Maybe someone will know Margot! My only observation is the (obviously aftermarket) applied "31" which is in a different font and crude, but is at the 50 marker, making it 50kph/approx. 31mph, so you could be right. Around 31 mph is the standard Euro speed limit in many EU countries , equivalent to 50 kph..

Mind, you'd need to be fast on the button to click it twice in three seconds or less!


----------



## JoT (Aug 12, 2003)

I remember these at school in the early 1970's for timing athletics, teh three second sweep allows you to read 1/10th second pretty accurately and 1/100th of a second reasonably accurately.

Yours has been modified and could well have been used by law enforcement


----------



## Uncle Alec (Feb 14, 2011)

I think you have stumbled across my sex timer.


----------



## mel (Dec 6, 2006)

Uncle Alec said:


> I think you have stumbled across my sex timer.


Funny, I was thinking about something like that, but I've forgotten exactly what ldman:


----------



## BondandBigM (Apr 4, 2007)

Probably used by Plod, as in time taken to travel a known distance = speed, they used to bullsh!t you with the two lamp posts one and also later with fixed marks on the road. the three seconds dial would make it more accurate and possibly between two lamp posts isn't going to be more if you are are exceeding 30mph. .

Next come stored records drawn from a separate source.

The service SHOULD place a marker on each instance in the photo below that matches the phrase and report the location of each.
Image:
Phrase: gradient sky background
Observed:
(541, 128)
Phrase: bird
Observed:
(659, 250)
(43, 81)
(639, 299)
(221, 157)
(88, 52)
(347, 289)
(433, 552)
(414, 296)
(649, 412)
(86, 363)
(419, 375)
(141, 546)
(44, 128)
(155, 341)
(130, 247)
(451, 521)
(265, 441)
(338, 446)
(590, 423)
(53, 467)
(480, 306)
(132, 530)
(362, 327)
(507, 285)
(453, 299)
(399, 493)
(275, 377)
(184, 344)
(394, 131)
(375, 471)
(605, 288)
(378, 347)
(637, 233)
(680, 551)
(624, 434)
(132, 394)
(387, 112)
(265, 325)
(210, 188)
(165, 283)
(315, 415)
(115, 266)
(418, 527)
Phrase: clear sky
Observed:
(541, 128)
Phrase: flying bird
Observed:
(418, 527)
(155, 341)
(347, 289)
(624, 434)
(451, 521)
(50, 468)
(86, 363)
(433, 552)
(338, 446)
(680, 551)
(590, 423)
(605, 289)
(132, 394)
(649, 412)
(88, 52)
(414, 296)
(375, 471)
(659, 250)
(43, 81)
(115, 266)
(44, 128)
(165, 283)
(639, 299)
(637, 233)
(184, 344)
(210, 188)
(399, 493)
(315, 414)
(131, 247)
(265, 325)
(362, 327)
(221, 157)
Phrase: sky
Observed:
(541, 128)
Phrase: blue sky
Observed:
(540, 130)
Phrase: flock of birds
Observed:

> Traditionally the police would have used stopwatches to measure the time taken for a vehicle to cover a known distance





> I still have the 3-second stopwatch I bought back in the 1970's. I was a police officer and as traffic radar was just starting to be used there had to be another way to measure speed. The city would come out and mark the street with a symbol similar to a bracket ([) where officers requested them. They would put them in pairs a certain distance apart. I would sit on a side street where I could start and stop the watch as cars crossed over the marks. We had a little chart that said how fast the car was going and it made a big difference what fraction of a second was timed.


I wonder if this was the sneaky [email protected]@rd that caught me in 1976 :lol: :lol:


----------



## Margot (May 19, 2009)

Thanks guys, that's very useful - Uncle Alec, you made me chuckle and blush all at the same time!


----------



## Uncle Alec (Feb 14, 2011)

Happy as long as I didn't make you nod in agreement.


----------



## Mechanical Alarm (Oct 18, 2010)

I have one that is incremented in 6 second intervals along with yardage. I believe it is an artillery range finder.




























Boy, does it hum away... I guess I can last twice as long as Uncle.


----------